Hynson’s life became the stuff of lore starting in 1963, when he was invited by the filmmaker Bruce Brown to join him and Robert August, another young Southern California surfer, on a trek that would lead them through Senegal, Ghana, South Africa, Australia, Tahiti, New Zealand and Hawaii, hopping the Equator to avoid the slightest chill of winter while searching for the perfect wave.
Hynson was only 21 but had already built a reputation as a maverick power surfer on the beaches around San Diego. He could be cocky and aloof, friends recalled — but not without reason: He already proved his mettle as one of the first non-native Hawaiians to ride Pipeline, on the North Shore of the Hawaiian island of Oahu, sometimes called the most dangerous wave in the world, in 1961.
He certainly looked camera ready, with his caramel tan and sun-whitened hair pomaded back in Dracula fashion, a hairstyle soon to be imitated by surfers around the world.
Mr.
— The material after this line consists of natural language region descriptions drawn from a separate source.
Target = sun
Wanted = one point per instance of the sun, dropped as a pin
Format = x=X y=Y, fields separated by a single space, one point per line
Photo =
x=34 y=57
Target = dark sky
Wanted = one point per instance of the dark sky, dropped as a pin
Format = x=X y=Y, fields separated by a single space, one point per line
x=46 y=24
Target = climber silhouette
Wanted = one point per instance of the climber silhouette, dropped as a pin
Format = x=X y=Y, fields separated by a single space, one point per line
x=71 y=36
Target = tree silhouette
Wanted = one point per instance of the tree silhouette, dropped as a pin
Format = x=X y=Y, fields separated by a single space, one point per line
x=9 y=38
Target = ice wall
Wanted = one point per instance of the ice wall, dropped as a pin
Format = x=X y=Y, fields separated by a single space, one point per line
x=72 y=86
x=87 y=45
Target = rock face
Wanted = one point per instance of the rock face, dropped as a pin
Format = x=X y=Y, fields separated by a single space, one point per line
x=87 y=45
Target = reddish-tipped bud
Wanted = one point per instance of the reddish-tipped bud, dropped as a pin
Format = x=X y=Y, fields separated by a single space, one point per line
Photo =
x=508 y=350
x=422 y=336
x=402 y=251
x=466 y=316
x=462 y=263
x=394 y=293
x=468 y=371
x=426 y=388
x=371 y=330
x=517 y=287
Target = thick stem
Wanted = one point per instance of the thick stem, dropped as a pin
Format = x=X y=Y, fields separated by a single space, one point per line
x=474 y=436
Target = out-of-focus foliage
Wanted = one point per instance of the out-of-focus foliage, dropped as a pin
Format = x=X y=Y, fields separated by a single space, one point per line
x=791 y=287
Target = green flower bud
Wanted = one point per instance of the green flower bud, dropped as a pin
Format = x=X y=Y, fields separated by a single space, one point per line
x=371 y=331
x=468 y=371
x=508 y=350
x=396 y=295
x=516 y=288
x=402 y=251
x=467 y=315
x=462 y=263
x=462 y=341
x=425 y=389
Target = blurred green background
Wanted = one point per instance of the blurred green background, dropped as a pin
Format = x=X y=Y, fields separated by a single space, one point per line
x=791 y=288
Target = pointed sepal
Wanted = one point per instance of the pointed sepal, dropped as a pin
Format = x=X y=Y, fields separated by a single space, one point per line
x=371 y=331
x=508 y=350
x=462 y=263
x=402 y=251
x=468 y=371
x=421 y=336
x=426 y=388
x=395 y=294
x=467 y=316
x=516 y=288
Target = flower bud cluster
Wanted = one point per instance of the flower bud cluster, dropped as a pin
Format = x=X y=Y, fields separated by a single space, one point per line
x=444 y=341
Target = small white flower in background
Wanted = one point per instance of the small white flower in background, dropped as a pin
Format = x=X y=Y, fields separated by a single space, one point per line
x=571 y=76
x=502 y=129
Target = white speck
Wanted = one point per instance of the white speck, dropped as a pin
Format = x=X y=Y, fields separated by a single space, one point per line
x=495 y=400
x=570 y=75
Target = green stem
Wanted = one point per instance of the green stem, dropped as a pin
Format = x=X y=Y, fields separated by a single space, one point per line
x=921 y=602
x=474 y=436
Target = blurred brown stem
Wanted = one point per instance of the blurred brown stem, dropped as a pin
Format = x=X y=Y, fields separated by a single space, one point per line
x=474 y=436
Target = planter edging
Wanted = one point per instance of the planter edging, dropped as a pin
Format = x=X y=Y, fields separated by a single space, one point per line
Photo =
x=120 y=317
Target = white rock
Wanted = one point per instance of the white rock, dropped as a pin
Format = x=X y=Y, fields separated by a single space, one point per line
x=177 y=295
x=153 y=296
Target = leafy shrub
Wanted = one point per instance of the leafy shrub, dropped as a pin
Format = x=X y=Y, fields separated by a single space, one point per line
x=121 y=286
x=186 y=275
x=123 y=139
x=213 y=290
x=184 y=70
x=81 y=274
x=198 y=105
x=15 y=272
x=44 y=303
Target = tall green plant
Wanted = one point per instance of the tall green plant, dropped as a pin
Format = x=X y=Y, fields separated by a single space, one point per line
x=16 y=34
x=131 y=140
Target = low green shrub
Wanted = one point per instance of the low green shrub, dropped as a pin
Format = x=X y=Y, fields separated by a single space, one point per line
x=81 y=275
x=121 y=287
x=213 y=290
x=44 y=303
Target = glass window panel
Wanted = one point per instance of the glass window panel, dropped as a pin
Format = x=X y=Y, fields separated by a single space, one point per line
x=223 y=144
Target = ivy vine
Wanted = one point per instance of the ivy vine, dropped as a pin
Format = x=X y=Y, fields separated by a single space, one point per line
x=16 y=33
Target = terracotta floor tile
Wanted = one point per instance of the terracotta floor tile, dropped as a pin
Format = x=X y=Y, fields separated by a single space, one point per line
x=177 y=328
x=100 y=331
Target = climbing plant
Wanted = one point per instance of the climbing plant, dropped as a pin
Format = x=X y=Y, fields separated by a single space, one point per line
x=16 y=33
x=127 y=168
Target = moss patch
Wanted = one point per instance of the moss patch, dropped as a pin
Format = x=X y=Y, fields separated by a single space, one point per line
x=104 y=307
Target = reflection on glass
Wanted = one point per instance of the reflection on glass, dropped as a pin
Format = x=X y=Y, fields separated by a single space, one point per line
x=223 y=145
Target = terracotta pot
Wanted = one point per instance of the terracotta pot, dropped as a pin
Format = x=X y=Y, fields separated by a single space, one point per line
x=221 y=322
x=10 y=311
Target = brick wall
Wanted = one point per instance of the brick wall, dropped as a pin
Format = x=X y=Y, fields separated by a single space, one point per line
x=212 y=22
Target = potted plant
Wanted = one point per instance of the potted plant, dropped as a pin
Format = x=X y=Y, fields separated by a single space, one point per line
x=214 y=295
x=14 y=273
Brown had only $50,000 for his project, leaving his stars to pay for their own tickets around the world. To finance his trip, Hynson turned to the renowned board maker Hobie Alter, whom he had worked for, to provide him $1,400 for airfare, “even though I’d stolen nine surfboards off him a few years earlier,” he said in a 2017 interview with the British newspaper The Guardian.